Certaines résistent ouvertement. D'autres font du surplace poliment — "oui oui, on verra". D'autres encore disent les bonnes choses en réunion mais ne changent rien dans leur quotidien.
Bienvenue dans le Desire. L'étape la plus humaine du modèle ADKAR, et celle qui met le plus mal à l'aise les chefs de projet.
Pourquoi le Desire est l'étape la plus difficile
L'Awareness, c'est du cognitif. On peut communiquer, expliquer, démontrer. Le Desire, c'est de l'émotionnel. Et on ne force pas quelqu'un à avoir envie.

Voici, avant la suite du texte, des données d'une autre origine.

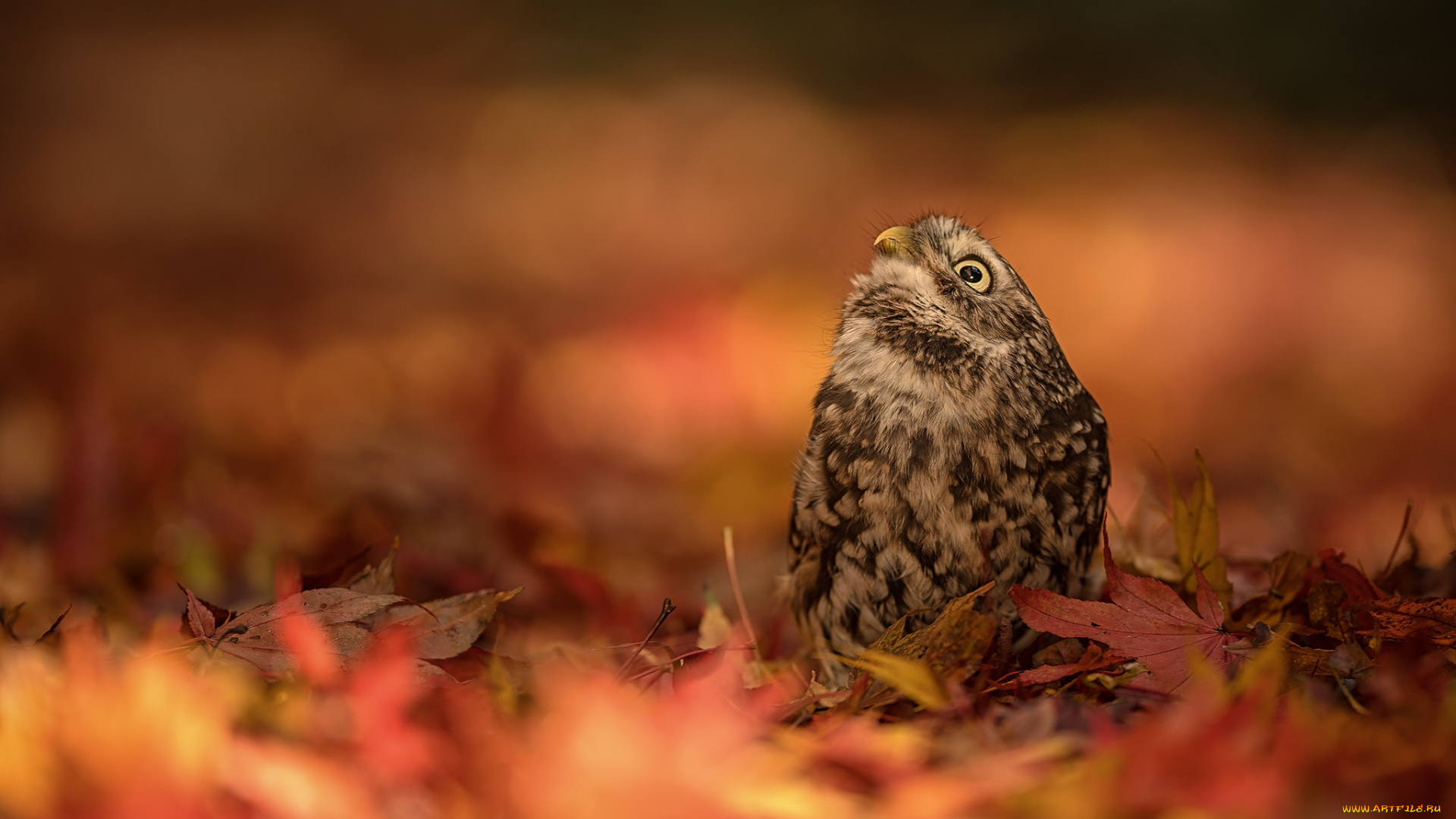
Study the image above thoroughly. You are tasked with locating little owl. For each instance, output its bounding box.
[788,215,1108,685]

La différence est fondamentale. Dans le modèle ADKAR, chaque étape peut échouer, mais l'échec du Desire est celui qu'on a le plus tendance à mal interpréter. On le prend personnellement. On se dit "mais pourtant j'ai expliqué, j'ai fait une belle réunion, qu'est-ce qu'ils veulent de plus ?"
Ce qu'ils veulent, c'est une raison personnelle de changer. Pas une raison corporate. Pas une raison stratégique. Une raison qui parle à leur situation, à leur peur, à leur ambition, à leur quotidien.
Et c'est là que le bât blesse : la plupart des projets de changement ne construisent que des raisons collectives de changer. Le Desire est individuel — et il se construit une personne à la fois.
Le WIIFM n'est pas une question égoïste
"What's In It For Me" — qu'est-ce que j'y gagne ? Cette question est souvent perçue comme mesquine, individualiste, contraire à l'esprit d'équipe. Sauf que c'est la question la plus naturelle et la plus légitime du monde face à un changement.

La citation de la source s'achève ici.